KEY POINTS:
Thousands of New Zealanders and Australians gathered in the pre-dawn darkness at Turkey's Gallipoli peninsula to mark 92 years since the ill-fated landing of troops at Anzac Cove.
In the hours before the dawn service, crowds had gathered on the slopes around the ceremonial area at the cove to watch documentaries about the battlefield which gave birth to the Anzac legend.
Then, with dawn approaching, flags flew at half mast as ceremonial parties marched into the area where yesterday's service was conducted.
Backpackers clad in beanies and jackets and some wrapped in sleeping bags against the cool spring morning waited in respectful silence for the service to begin.
The Vice-Chief of the Australian Defence Force, Lieutenant General Ken Gillespie, read the words of Australia's official historian at Gallipoli, Charles Bean, to help recreate the fateful day.

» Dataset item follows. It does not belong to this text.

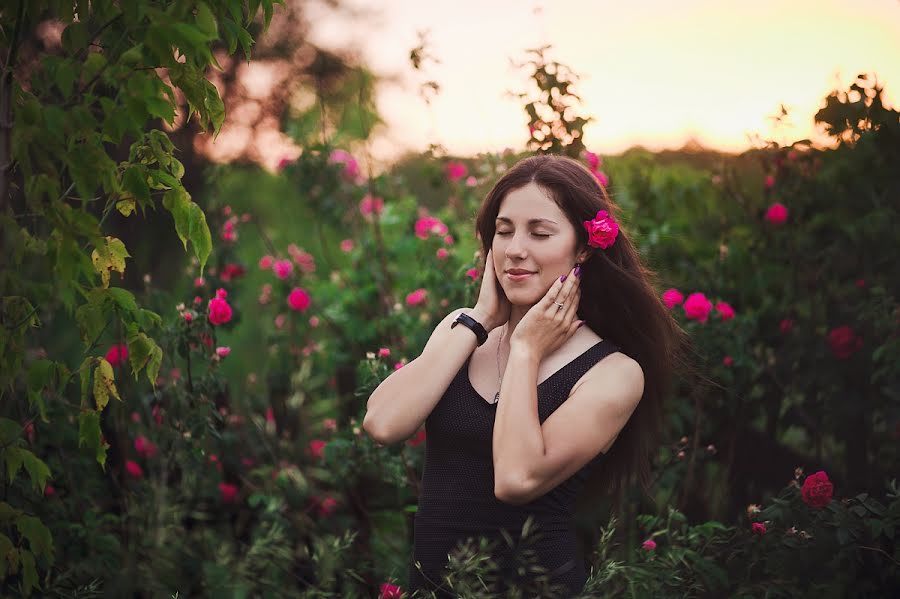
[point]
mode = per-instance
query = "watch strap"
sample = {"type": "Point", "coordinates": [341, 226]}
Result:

"Under the sky it could be seen definitely for the first time since the set of the moon, the dark shape of land," he read.

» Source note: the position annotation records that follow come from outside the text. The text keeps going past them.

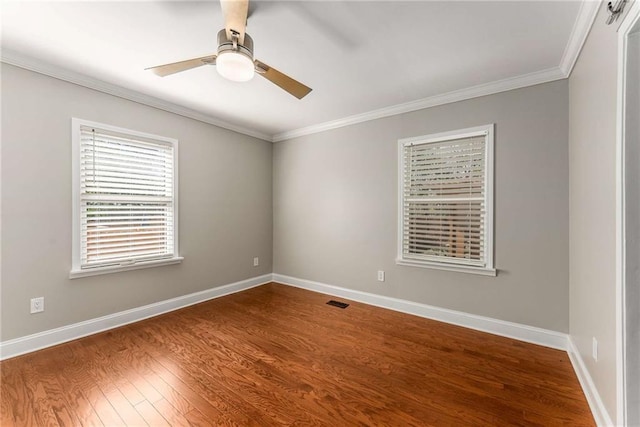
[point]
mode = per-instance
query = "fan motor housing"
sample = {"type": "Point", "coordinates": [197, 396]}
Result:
{"type": "Point", "coordinates": [225, 44]}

"Every brain in the boat was throbbing with intense anxiety of the moment ... The suspense was almost unbearable.
"They were men who their countries could ill afford to lose."
New Zealand Foreign Minister Winston Peters painted a moving picture of the Anzac campaign and urged a commitment to peace.

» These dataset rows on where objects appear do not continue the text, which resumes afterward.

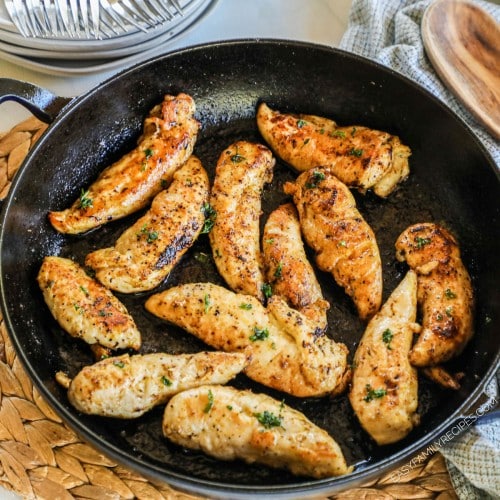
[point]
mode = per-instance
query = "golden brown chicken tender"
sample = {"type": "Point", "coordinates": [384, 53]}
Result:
{"type": "Point", "coordinates": [168, 138]}
{"type": "Point", "coordinates": [445, 294]}
{"type": "Point", "coordinates": [344, 243]}
{"type": "Point", "coordinates": [360, 157]}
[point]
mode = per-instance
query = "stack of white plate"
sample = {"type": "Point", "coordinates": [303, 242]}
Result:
{"type": "Point", "coordinates": [74, 56]}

The Anzacs, who believed they were training for deployment in France, were pitched into an-ill conceived eight-month campaign against Turkey for which few of them were prepared, he said.
"They were to learn that courage and natural ability could not compensate for failures in planning, leadership and logistics," he said in remarks broadcast live in both New Zealand and Australia.
"Under constant fire from the start, many troops were hit before even making it to shore."
Many more were pinned down on the exposed beach.
"The human cost of the campaign was enormous, with over half a million casualties including 130,000 dead," Mr Peters said.
"In remembering the suffering and loss on both sides, let us commit ourselves to working for a world where differences between nations can be resolved without resorting to war.
"That is the way that we can best honour the men who fought and died here."
Turkish military officers read a quotation in Turkish and English taken from a now well-known speech made by the first president of the Republic of Turkey and the man who led and inspired the Turkish forces at Gallipoli, Mustafa Kemal Ataturk:
"Those heroes that shed their blood and lost their lives, you are now lying in the soil of a friendly country. Therefore rest in peace...
"You, the mothers who sent their sons from far away countries, wipe away your tears. Your sons are now lying in our bosom and are in peace.
"Having lost their lives on this land they have become our sons as well."
The words are now mounted on a huge memorial overlooking Anzac Cove.